The aim of this study is to analyse the coronavirus disease 2019 (COVID-19) outbreak in Bangladesh. This study investigates the impact of demographic variables on the spread of COVID-19 as well as tries to forecast the COVID-19 infected numbers. First of all, this study uses Fisher's Exact test to investigate the association between the infected groups of COVID-19 and demographical variables. Second, it exploits the ANOVA test to examine significant difference in the mean infected number of COVID-19 cases across the population density, literacy rate, and regions/divisions in Bangladesh. Third, this research predicts the number of infected cases in the epidemic peak region of Bangladesh for the year 2021. As a result, from the Fisher's Exact test, we find a very strong significant association between the population density groups and infected groups of COVID-19. And, from the ANOVA test, we observe a significant difference in the mean infected number of COVID-19 cases across the five different population density groups.
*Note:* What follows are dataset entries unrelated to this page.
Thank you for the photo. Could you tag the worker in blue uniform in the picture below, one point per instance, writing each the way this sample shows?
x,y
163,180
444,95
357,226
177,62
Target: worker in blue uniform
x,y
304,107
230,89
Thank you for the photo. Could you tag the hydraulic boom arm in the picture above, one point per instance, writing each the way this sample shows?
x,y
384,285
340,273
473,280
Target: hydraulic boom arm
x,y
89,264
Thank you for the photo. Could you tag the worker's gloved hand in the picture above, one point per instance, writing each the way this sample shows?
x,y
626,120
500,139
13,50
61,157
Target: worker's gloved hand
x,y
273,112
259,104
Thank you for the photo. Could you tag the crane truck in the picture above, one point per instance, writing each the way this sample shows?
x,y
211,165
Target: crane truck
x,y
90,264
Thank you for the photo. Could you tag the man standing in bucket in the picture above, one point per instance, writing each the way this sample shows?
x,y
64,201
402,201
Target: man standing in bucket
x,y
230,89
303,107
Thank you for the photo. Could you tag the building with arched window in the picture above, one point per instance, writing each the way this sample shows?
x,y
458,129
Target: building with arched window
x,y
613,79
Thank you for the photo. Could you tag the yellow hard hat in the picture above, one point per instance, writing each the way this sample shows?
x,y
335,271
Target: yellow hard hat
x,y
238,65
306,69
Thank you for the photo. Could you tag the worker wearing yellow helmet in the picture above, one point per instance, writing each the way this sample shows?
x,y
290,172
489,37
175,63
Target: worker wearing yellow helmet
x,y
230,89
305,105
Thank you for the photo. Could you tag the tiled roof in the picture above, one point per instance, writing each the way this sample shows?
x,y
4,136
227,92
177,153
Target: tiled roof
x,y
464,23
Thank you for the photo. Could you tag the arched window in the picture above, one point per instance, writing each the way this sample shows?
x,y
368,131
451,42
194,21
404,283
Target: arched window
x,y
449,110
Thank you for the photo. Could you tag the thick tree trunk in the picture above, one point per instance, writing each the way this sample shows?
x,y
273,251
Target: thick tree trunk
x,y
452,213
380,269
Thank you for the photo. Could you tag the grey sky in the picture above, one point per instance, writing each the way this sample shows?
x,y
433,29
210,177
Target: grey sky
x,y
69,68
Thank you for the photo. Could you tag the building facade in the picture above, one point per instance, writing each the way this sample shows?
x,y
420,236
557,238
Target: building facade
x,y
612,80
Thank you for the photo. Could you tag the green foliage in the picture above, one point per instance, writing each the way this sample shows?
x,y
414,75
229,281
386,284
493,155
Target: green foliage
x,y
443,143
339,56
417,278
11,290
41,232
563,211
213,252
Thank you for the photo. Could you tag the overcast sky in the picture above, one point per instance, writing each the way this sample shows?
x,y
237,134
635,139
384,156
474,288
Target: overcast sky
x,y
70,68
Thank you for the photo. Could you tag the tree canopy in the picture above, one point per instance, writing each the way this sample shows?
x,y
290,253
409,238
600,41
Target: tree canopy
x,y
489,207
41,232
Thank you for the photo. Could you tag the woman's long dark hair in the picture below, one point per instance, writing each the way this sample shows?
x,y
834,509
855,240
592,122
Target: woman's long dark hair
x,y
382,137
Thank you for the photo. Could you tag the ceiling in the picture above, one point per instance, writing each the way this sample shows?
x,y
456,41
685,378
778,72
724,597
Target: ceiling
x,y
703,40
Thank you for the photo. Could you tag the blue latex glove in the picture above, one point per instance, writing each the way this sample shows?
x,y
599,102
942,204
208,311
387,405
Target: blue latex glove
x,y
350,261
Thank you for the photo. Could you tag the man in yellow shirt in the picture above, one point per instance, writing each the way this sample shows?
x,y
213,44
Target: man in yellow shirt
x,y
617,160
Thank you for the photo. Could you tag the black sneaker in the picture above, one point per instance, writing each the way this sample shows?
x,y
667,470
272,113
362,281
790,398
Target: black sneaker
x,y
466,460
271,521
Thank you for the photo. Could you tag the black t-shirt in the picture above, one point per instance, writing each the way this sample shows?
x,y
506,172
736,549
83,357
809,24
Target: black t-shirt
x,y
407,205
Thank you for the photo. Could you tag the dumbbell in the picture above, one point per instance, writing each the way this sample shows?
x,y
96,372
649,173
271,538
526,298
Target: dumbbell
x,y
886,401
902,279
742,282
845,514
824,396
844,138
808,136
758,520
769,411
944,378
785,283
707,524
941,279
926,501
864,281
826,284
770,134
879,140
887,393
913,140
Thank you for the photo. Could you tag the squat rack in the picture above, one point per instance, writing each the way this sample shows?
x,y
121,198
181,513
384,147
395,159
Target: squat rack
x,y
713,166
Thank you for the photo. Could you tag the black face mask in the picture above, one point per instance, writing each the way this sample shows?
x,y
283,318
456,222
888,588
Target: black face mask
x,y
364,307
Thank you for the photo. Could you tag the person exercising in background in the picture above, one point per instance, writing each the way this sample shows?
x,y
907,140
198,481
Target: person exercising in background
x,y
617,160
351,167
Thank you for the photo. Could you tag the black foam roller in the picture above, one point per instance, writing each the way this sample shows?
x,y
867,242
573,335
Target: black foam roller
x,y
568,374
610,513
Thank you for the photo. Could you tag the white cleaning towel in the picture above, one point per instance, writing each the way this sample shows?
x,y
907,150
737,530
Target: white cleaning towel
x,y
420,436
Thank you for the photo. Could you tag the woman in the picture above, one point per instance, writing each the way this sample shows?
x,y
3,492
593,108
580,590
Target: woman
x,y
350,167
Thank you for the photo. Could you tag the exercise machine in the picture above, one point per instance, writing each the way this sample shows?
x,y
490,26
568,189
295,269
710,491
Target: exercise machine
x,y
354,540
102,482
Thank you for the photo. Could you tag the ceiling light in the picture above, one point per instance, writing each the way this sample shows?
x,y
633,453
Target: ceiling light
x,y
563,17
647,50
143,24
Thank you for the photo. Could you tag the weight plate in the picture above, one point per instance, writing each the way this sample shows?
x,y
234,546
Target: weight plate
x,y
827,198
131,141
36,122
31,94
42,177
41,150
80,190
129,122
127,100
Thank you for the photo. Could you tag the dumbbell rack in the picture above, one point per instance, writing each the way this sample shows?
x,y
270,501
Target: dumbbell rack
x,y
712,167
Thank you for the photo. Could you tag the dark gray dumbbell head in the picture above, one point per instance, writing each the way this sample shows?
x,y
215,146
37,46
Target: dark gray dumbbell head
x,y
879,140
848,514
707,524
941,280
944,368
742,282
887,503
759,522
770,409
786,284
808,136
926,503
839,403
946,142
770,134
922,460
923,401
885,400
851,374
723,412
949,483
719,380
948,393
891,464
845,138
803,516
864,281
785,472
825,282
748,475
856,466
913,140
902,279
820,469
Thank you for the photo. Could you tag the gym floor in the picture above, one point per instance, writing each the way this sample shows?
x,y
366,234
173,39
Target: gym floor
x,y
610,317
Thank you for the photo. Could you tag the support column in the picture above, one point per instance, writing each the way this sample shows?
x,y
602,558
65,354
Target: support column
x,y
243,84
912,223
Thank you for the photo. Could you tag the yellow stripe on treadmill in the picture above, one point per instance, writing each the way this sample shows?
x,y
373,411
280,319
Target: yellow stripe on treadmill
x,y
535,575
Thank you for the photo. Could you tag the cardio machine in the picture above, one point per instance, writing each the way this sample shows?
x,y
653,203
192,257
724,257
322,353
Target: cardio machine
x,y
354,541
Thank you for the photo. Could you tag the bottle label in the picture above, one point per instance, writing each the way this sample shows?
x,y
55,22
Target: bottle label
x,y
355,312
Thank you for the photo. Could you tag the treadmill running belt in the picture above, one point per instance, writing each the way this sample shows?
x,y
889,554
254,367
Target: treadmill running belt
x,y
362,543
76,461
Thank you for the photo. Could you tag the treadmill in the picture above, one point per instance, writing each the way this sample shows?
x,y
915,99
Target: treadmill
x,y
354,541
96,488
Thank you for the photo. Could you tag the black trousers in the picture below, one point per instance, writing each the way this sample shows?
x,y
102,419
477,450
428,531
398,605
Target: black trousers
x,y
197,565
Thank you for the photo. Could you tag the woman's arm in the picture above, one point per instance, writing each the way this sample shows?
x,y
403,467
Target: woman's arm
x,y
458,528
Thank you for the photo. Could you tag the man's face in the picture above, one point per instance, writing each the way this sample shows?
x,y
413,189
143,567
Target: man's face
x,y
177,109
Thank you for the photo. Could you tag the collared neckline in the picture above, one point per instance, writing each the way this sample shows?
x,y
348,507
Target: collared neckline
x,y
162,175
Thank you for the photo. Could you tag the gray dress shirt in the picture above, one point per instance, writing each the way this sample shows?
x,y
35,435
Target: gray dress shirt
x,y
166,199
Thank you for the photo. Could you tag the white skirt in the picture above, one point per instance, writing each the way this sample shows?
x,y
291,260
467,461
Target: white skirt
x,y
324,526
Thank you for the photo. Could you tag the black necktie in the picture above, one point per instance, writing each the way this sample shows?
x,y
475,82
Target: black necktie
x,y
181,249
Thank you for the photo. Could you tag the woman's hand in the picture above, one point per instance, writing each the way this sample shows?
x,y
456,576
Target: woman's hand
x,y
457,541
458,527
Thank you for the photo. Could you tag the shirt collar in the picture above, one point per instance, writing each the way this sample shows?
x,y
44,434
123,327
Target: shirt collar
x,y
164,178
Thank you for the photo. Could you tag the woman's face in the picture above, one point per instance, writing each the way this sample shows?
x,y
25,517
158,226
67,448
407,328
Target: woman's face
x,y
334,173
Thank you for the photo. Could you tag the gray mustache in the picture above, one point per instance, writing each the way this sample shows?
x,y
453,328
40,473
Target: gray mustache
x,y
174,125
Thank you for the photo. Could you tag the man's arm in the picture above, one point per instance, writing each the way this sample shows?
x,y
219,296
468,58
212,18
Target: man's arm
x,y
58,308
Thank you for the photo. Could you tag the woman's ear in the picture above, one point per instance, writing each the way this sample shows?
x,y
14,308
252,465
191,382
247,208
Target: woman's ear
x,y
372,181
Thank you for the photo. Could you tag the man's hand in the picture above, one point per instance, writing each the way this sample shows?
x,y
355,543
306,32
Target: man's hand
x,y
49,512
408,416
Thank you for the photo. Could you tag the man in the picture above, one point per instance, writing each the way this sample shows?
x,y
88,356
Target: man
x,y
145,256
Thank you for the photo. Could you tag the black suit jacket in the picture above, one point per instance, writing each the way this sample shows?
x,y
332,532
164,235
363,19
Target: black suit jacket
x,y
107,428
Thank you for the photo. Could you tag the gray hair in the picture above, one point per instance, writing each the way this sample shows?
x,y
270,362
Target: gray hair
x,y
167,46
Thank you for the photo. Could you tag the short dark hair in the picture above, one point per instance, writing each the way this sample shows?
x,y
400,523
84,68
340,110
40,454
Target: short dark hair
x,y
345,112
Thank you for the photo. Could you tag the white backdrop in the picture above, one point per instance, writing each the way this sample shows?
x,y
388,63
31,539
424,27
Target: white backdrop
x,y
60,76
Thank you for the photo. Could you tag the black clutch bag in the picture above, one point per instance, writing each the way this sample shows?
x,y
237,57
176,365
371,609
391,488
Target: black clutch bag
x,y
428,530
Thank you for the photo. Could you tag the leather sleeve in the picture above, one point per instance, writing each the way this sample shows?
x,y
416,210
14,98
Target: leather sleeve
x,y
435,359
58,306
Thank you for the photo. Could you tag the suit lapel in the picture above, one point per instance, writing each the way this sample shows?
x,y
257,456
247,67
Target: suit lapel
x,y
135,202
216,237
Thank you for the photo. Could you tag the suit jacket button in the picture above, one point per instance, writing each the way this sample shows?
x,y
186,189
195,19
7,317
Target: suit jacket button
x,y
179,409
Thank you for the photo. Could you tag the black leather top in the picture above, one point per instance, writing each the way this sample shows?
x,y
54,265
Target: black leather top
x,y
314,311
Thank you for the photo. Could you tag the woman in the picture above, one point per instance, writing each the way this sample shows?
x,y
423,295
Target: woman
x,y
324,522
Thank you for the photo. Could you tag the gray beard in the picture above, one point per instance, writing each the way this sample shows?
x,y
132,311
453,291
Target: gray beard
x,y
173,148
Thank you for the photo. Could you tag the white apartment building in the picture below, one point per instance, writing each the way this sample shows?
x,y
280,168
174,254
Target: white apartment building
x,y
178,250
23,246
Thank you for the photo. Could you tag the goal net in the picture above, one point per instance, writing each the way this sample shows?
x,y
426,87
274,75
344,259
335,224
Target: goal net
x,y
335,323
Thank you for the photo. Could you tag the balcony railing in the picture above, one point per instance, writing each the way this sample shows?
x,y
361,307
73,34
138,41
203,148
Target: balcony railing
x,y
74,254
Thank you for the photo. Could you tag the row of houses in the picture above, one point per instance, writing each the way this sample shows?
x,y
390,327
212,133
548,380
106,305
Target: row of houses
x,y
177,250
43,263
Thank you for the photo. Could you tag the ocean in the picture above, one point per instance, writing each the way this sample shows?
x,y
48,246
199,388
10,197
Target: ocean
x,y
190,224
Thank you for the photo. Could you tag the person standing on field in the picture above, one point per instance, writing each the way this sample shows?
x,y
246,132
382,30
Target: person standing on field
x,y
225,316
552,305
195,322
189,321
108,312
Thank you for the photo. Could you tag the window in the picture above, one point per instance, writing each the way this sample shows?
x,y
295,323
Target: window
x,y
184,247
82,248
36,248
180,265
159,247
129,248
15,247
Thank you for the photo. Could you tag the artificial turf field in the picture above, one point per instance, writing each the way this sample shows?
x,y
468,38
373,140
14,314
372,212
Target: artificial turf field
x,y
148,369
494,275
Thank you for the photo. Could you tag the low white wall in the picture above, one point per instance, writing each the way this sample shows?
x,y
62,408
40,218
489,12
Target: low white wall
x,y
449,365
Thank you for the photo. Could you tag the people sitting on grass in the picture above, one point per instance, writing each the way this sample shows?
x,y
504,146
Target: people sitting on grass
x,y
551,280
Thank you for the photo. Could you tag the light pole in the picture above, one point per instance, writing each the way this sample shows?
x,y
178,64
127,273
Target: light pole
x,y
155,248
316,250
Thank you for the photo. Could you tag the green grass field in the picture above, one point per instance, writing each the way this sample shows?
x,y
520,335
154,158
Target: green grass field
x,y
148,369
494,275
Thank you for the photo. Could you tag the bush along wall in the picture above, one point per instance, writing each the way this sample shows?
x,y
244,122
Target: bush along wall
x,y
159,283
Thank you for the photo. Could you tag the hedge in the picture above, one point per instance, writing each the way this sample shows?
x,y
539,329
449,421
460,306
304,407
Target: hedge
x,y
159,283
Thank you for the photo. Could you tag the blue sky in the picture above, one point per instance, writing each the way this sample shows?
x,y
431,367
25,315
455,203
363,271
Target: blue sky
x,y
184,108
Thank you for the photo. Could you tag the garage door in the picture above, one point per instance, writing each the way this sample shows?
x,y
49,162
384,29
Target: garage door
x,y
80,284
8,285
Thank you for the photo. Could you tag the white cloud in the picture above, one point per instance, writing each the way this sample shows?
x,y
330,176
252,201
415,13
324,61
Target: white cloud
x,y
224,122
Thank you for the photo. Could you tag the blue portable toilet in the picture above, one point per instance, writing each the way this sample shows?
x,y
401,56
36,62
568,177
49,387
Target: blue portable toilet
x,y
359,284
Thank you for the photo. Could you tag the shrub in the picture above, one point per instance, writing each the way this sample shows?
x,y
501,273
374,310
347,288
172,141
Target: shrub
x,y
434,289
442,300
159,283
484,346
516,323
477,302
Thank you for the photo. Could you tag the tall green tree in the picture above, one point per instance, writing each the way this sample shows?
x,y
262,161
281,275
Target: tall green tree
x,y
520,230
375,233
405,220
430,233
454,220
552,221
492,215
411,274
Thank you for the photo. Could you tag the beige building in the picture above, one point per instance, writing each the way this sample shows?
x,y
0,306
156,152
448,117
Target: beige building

Besides, the prediction model shows that the cumulative number of infected cases would be raised to around 500,000 in the most densely region of Bangladesh, Dhaka division.

Abstract Image

Abstract Image

人口统计变量对COVID-19传播和预测的影响分析
本研究的目的是分析孟加拉国2019年冠状病毒病(COVID-19)的爆发。本研究调查了人口统计学变量对COVID-19传播的影响,并试图预测COVID-19感染人数。首先,本研究使用Fisher's Exact检验来研究COVID-19感染群体与人口统计学变量之间的关联。其次,它利用方差分析检验了孟加拉国不同人口密度、识字率和地区/地区的COVID-19病例平均感染人数的显著差异。第三,本研究预测了2021年孟加拉国疫情高峰地区的感染病例数。因此,从费雪精确检验中,我们发现人口密度组与COVID-19感染组之间存在非常强的显著关联。而且,从方差分析检验中,我们观察到五个不同人口密度组的COVID-19病例平均感染人数存在显著差异。此外,预测模型显示,在孟加拉国人口最密集的地区达卡区,累计感染病例将增加到50万左右。
本文章由计算机程序翻译,如有差异,请以英文原文为准。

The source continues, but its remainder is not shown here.